Llevaba un tatuaje del líder de la Revolución Cubana en su pierna izquierda y en su corazón, donde la tinta no puede marcar, llevaba el amor que sentía por Cuba y por Fidel, hasta definirlo como su segundo padre.
Maradona jamás traicionó a quien le tendió la mano. Cada viaje a la mayor isla de las Antillas era un nuevo encuentro con Fidel y siempre que tenía la oportunidad de expresar sus ideas, en cualquier rincón del mundo, decía: soy fidelista.
Conozco a muchos seguidores del más universal de los deportes que le deben su afición al fútbol a Maradona.

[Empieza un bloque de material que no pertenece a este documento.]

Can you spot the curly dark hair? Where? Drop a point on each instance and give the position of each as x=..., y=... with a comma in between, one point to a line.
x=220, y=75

Una pasión que se gestó frente al televisor para ver galopar con el balón al genio albiceleste.
Su legado no se librará de juicios morales, de aspectos poco saludables en su comportamiento, forzados en buena parte por la presión que el fútbol, la sociedad y el negocio le produjeron. Pero en algo sí coincidiremos todos, su estela en el balompié es colosal, inabarcable.
A diferencia de otras estrellas, Maradona fue plenamente visible. El mundo entero pudo disfrutar de su grandeza. Elevó lo extraordinario a la categoría de cotidiano.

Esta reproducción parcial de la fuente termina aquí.